Introduction and considerations
MC/ServiceGuard, or Multi-Computer/ServiceGuard, allows you to create high availability clusters of HP 9000 series computers to compose a high availability computer system that allows databases and applications to continue in spite of a hardware, software, or network failure. This highly available system detects any fault through a heartbeat mechanism and starts the recovery process automatically. We put the WebSphere master administrative repository, enterprise application database, WebSphere session database, log files, JMS providers, LDAP database, and their processes under control of this MC/ServiceGuard system to protect users from software failures as well as from failures of system processing unit, disk, or local area network (LAN) components.
As shown in Figure 12-4, we integrated, configured, and tested WebSphere end-to-end high availability system including HA firewalls that create a DMZ zone, HA Load Balancer with a hot standby LB, multiple HTTP servers with HTTP plug-in that directs requests to Web containers, multiple appservers, HA JMS server, HA LDAP server, and HA databases with a hot standby database node.

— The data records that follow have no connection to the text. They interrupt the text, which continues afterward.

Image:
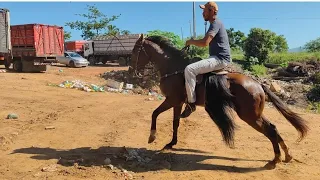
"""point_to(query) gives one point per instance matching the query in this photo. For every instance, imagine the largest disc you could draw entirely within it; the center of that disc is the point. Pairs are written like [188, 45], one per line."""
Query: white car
[73, 59]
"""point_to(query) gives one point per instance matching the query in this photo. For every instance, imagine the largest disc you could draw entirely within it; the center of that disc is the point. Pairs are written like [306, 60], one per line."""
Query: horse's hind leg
[176, 122]
[284, 148]
[270, 131]
[163, 107]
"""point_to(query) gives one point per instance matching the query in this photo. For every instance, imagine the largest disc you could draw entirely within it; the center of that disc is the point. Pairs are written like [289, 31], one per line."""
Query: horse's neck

Such a system eliminates single points of failure in the network, firewall, load balancer, HTTP servers, application server, administrative servers, JMS server, database server, and LDAP server.
Figure 12-4 WebSphere and MC/ServiceGuard test environment
We tested four variations for this topology:
A single WebSphere administrative domain (cell). Two WebSphere administrative domains (cells), each node containing one appserver and its cluster members for each domain (cell). Two WebSphere administrative domains (cells), with one for EJB servers and the other for servlet servers. Four WebSphere administrative domains (cells), with two for EJB servers and two for servlet servers (for this test, we used two more machines). We used Mercury LoadRunner to simulate customer site situations and to drive a heavy load for two-day duration tests, and we initiated failures in all components until we achieved satisfactory availability results. We tested administrative actions (Node Agent and Deployment Manager), servlets, JSPs, session manager, session EJBs, CMP EJBs, and BMP EJBs individually for each failure point in each component. We also tested comprehensive benchmark applications such as Trade3, Big3, and others.
We initiated temporary failures in the network, Network Dispatchers, HTTP servers, appservers (both within a node and in different nodes), administrative servers (Node Agent and Deployment Manager), and databases. We determined that the total failed client requests were a very small percentage of total client requests, which depends on frequency of failure initiation. Since we have discussed the WebSphere configuration in the previous chapters, we will focus more on HA data management and its impact on the whole WebSphere system.